現在、ロシアが仕掛けているウクライナへの攻撃は、このような見方をすると、強大化しつつあった隣国が自国にとっての脅威となる前に潰してしまうという思考に基づくものと思われますが、それがウクライナを超えてさらに西に波及してくることを恐れて、欧州各国はウクライナを支援し、欧州がロシアの影響下にこれ以上入ることを許せないアメリカは、同盟国と民主主義の根幹を守るためという“大義”の下(価値観の拡大と普及を通じて影響力を拡げるシーパワー的な思考)、抜きん出てウクライナの支援に勤しんでいます。

しかし、少し意地悪な見方をすると、ウクライナの後ろ盾となり、武器を供与している欧米諸国とその仲間たちの中で、本当にウクライナのために戦っている国は皆無だと考えます。

以前にもお話ししたとおり、ゼレンスキー大統領は「これはウクライナにとっての生存のための戦争であり、私が司令官だ」と言っていますが、これはアメリカも欧州各国も崩さない、越えない一線であり、あくまでもウクライナの戦いを助けるという位置づけです。

もちろんロシアによる蛮行と暴走を止めるために、ロシアを懲らしめないといけないという意思は働いているでしょうが、実際には、欧米vs.ロシアといった核兵器を持つ大国同士が直接的に交戦することがないように、ウクライナを大国間の緩衝材として使い、(NATO側から見れば)ロシアとの戦いの全面にウクライナを立てて、欧米諸国とその仲間たちの“代理”としてロシアに対する攻撃を加えるという戦略です。

「ウクライナを用いてロシアの力を削ぐことが出来ればよし。

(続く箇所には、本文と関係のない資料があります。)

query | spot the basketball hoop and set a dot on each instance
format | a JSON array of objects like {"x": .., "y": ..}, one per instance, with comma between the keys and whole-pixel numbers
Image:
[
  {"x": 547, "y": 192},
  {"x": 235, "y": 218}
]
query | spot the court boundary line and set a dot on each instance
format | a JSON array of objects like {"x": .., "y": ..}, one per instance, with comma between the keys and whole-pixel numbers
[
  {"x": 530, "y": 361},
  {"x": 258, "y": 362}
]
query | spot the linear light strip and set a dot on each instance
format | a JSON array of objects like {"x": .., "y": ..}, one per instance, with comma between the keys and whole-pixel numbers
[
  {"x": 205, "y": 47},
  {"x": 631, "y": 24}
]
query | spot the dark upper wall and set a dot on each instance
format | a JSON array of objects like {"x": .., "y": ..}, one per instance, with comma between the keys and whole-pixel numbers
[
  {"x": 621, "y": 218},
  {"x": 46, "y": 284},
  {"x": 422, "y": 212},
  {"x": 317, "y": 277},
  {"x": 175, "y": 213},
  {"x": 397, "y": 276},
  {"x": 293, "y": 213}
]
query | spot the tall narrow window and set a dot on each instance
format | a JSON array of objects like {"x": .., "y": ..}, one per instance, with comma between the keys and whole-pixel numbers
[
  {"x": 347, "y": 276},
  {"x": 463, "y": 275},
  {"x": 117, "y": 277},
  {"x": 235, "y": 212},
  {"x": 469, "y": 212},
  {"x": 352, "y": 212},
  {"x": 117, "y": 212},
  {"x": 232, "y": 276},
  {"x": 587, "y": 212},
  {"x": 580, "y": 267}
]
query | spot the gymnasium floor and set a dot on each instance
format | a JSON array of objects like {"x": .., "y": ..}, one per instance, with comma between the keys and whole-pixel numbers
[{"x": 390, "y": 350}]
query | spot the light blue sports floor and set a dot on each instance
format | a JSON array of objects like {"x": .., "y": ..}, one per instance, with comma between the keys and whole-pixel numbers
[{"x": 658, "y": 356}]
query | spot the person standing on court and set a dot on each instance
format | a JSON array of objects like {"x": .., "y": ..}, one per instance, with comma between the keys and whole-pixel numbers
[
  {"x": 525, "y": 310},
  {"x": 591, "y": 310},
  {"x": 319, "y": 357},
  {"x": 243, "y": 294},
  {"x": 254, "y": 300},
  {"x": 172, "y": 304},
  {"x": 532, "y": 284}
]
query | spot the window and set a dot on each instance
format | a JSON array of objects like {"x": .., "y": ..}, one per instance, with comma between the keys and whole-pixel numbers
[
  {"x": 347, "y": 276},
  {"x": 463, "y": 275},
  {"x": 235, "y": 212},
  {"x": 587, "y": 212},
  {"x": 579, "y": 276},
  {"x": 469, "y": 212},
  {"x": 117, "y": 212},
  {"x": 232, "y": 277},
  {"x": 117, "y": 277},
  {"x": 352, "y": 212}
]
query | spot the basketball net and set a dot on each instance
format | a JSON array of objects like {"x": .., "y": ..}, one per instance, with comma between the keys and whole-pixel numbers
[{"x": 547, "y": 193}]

ウクライナが国として存続するか否かは別として、現在のウクライナの場所を欧米諸国とロシアとの緩衝地帯にできれば“解決策”としての最低条件は整う」

このところ調停グループでの活動を通じ、関係者と協議していると、ふとこのような絵柄が見えてきたように思います。

その中で気になったのは、すでにロシアが押さえている・押さえようとしているドンバス地方と南部、クリミア半島の帰属には、実際にはさほど拘っておらず、大国ロシアとの間に緩衝地域が半永久的に存在することの方が大事というニュアンスが感じられます。